MGM Resorts International’s (NYSE: MGM) core revenue growth was anemic even before the coronavirus outbreak, and a recovery has now become even more challenging, according to BofA Securities.
The MGM Resorts Analyst
Shaun Kelley downgraded MGM Resorts International from Neutral to Underperform and raised the price target from $14 to $15.
The MGM Resorts Thesis
The Las Vegas market faces a long recovery ahead due to effects of the COVID-19 pandemic, with restrictions on air travel and low demand for conventions and large-scale entertainment, Kelley said in the Wednesday downgrade note. (See his track record here.)

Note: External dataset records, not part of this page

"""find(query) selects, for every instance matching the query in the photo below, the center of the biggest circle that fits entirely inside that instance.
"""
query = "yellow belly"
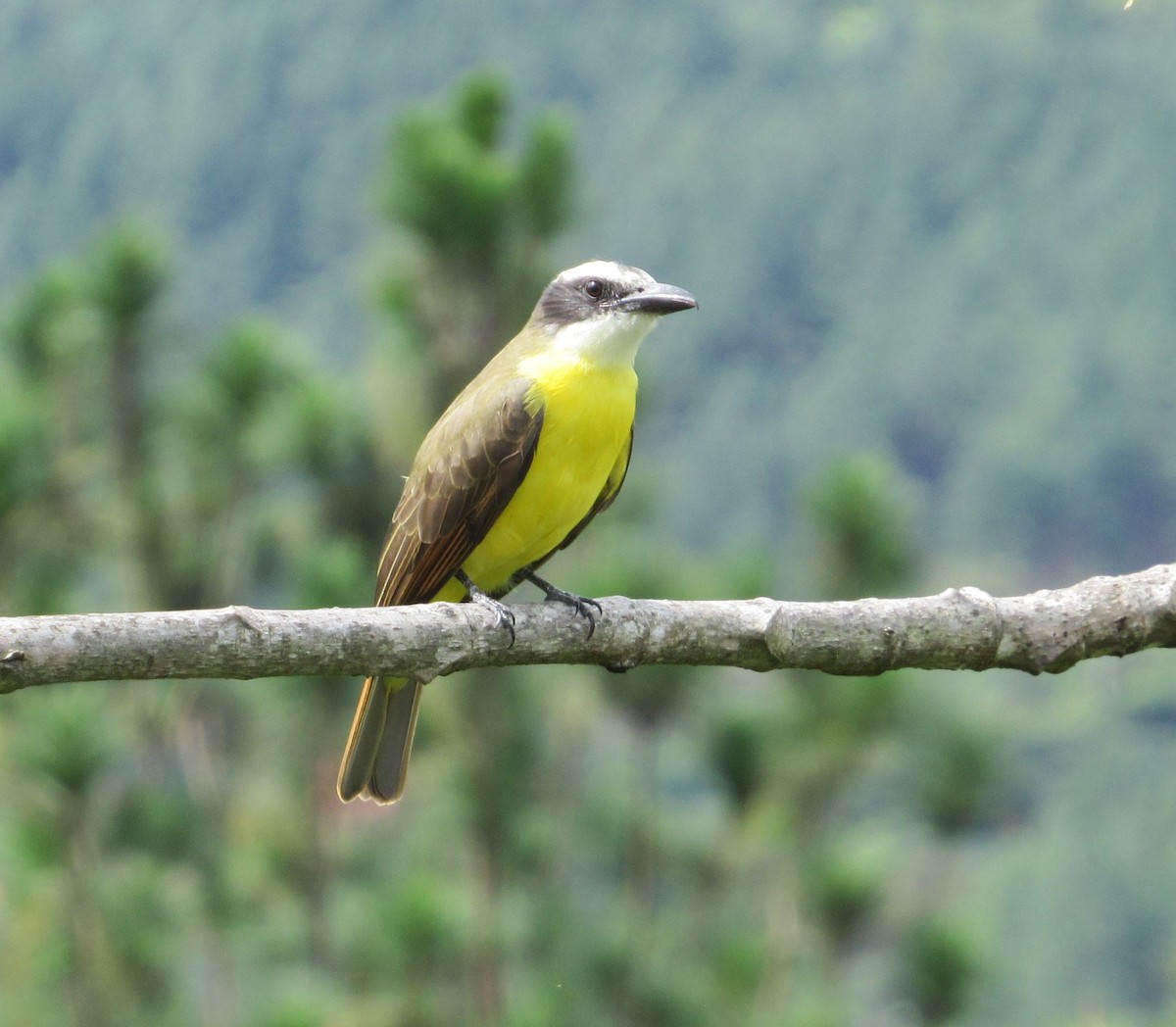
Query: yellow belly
(587, 421)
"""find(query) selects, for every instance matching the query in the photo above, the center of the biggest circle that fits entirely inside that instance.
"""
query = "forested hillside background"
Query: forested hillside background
(933, 245)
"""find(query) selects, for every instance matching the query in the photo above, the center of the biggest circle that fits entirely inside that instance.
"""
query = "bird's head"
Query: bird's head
(604, 310)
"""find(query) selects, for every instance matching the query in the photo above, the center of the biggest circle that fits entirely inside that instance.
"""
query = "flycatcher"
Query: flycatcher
(529, 452)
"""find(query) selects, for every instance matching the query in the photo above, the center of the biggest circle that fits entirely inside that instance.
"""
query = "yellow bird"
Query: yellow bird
(529, 452)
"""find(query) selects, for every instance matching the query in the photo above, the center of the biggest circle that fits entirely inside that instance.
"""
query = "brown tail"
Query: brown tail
(375, 758)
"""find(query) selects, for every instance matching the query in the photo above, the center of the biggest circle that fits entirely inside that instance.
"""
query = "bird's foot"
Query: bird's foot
(500, 610)
(583, 606)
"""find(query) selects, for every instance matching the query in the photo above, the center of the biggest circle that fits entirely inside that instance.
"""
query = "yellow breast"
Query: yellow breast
(587, 418)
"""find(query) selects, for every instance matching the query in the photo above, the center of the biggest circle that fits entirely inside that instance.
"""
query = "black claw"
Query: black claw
(580, 604)
(501, 611)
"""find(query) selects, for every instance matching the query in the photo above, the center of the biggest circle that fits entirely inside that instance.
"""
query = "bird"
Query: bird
(514, 469)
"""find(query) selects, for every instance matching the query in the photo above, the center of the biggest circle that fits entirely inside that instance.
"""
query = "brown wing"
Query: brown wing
(467, 469)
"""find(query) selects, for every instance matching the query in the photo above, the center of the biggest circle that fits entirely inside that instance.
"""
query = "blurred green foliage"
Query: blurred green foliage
(932, 242)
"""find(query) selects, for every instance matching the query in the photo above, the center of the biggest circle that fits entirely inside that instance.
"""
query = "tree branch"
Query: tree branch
(957, 629)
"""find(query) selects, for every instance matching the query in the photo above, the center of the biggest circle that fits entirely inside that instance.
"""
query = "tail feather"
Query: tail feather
(375, 758)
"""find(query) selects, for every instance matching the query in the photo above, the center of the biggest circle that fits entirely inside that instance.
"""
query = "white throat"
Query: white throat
(609, 340)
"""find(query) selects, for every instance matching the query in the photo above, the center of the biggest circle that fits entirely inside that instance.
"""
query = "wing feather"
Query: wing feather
(467, 470)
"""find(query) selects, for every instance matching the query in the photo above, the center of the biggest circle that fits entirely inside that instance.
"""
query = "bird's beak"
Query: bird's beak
(657, 299)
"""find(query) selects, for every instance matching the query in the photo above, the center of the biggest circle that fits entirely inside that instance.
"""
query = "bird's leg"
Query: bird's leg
(500, 610)
(580, 604)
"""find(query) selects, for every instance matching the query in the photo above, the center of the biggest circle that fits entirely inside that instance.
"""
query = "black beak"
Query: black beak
(657, 299)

Businesses on the Strip have low pricing power that is worsened by relatively high fixed costs and their overreliance on online travel agencies, the analyst said.
Las Vegas is highly dependent on long-distance travel, with 33% of visitors in 2019 coming from Eastern, Southern and Midwestern states and 20% from international markets, he said.
Kelley expects leisure travel to recover faster than corporate travel.
MGM Resorts International has high exposure to business travel, estimated at up to 30%.
The company’s revenue growth had been meager between 2007 and 2019, with declines in both gaming and hotel revenue.
It could take MGM Resorts International four to six years to return to 2019 levels, according to BofA.
MGM Price Action
Shares of MGM Resorts International were down 3.88% at $15.85 at the time of publication.